Even if we did want the federal government to have wide latitude to convict people for threatening online messages, last month the Supreme Court made that more difficult. A man had been convicted by lower courts for writing on Facebook such things as “…making a name for myself/ Enough elementary schools in a ten mile radius/ to initiate the most heinous school shooting ever imagined.” But he also included disclaimers that the posts were a form of therapeutic art. The high court threw out the conviction, saying the government failed to prove criminal intent.
Yet the federal government has had successes thwarting attacks with the help of online monitoring. Last year the FBI arrested Ryan Chamberlain after discovering bomb-making materials in his San Francisco apartment. The criminal complaint says that Chamberlain “admitted that he was aware of the Tor network,” which is an anonymity tool created by the U.S. government to help dissidents of authoritarian regimes, but also can be exploited by criminals. The remark in the affidavit suggests that government monitoring of Chamberlain’s activities on the network led to his arrest.
In January, an Islamic State-inspired plotter named Christopher Cornell was arrested after the FBI monitored his Twitter activity, though only after an informant made online contact with Cornell and subsequently tipped off the feds. Anti-surveillance activists like Glenn Greenwald immediately raised the specter of entrapment. But two months after the arrest, Cornell called a local TV station from prison and boasted of his plan to “attack … the United States Capitol” on behalf of the Islamic State. Wright State University terrorism expert Donna Schlagheck said without government monitoring of his online activity, he likely would never have been caught.
Clearly, government monitoring of social media has a role to play in stopping various types of terrorist plots, especially when aided by tips from associates of potential assailants. (Perhaps if some of Roof’s friends took his threatening comments more seriously, a deeper exploration of his online activity might have been useful.)
News of government monitoring invariably produces a backlash, some of it quite hysterical, from the left and right. Reports of “keywords” that Homeland Security looks for bred charges from the civil libertarian left that you may be ensnared if you have “tweeted about your recent vacation in ‘Mexico’ or a shopping trip to ‘Target.’”
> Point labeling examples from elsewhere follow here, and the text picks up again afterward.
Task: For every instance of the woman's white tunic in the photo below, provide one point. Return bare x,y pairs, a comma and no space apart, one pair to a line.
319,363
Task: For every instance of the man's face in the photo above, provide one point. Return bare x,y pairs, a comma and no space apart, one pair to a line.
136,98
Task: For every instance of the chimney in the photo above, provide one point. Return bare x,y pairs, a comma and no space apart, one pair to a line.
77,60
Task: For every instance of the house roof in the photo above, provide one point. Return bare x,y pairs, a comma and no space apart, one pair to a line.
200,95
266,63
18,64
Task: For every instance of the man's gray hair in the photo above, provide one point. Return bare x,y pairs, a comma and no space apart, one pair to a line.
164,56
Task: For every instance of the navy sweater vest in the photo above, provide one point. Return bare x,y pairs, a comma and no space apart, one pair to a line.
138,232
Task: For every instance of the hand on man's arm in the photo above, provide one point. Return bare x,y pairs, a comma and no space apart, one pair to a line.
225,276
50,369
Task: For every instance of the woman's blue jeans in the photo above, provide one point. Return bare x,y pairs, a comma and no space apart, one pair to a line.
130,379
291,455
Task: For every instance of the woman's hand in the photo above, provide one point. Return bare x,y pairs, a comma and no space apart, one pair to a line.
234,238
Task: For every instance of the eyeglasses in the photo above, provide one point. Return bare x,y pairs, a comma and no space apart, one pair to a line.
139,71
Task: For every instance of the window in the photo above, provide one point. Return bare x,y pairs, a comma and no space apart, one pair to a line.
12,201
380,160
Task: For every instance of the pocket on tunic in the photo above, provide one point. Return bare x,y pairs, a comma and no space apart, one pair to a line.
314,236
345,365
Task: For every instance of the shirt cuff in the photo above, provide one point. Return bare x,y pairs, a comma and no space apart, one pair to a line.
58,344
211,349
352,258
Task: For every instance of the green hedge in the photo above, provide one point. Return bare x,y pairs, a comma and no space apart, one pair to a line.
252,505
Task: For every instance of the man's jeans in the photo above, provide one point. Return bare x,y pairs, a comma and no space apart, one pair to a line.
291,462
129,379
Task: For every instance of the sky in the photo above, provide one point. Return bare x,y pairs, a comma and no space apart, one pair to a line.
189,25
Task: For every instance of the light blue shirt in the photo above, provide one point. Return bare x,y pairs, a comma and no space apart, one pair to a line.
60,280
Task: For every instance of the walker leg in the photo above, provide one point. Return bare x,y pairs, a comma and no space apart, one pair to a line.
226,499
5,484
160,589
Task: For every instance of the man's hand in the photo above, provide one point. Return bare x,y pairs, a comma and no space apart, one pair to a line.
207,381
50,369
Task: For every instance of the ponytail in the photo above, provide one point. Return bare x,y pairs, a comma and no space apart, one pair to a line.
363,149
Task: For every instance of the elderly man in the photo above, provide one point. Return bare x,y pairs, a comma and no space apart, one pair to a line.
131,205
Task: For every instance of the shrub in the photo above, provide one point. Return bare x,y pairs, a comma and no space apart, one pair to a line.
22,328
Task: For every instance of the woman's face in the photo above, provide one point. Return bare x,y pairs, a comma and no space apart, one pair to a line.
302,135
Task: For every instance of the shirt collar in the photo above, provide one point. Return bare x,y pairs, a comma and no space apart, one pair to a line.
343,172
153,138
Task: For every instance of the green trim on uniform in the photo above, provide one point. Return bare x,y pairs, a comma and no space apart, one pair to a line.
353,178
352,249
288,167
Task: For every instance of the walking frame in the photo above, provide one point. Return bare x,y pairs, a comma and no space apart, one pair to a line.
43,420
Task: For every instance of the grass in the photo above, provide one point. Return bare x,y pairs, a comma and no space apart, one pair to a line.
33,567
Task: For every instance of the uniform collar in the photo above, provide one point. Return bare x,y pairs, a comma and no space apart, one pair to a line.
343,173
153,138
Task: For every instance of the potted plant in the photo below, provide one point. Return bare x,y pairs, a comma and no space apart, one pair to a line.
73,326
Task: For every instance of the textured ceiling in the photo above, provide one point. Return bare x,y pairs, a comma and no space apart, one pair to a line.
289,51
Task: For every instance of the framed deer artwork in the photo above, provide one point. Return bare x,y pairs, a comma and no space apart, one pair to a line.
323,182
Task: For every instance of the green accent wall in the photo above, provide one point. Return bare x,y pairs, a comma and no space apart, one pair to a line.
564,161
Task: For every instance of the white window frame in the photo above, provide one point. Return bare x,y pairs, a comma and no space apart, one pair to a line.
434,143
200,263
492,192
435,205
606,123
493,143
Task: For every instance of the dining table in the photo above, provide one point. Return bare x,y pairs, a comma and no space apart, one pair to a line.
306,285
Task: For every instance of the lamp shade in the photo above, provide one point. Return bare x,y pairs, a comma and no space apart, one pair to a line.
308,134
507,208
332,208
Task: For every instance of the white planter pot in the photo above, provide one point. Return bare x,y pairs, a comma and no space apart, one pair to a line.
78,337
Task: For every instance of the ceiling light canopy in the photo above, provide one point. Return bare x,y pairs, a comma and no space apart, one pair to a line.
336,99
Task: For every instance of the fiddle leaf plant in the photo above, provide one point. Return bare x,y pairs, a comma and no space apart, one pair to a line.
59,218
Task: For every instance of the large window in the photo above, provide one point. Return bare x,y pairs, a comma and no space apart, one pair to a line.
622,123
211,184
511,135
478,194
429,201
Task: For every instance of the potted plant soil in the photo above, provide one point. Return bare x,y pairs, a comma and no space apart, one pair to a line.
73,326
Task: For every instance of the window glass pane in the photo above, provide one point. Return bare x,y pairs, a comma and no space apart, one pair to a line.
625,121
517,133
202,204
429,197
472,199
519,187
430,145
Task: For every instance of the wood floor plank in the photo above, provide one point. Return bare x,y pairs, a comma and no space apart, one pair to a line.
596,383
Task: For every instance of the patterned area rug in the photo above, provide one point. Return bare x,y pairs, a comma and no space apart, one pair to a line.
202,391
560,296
When the Department of Homeland Security back in 2009 prepared a report on potential threats from right-wing extremist groups, conservatives went ballistic. Michelle Malkin wrote that the DHS report “demonizes” the Tea Party and was proof that “Obama’s DHS is watching.” The report was removed from government websites in response, and the lead author later said DHS “ended up gutting my unit.” But since then, we’ve learned that deaths from right-wing domestic terrorism on American soil – such as the Charleston massacre – occur nearly twice as much as those from Islamic terrorism.
Conservatives often claim that “political correctness” is hampering our counter-terrorism strategy. They’re right, except for which kind of terrorism that is getting off easy.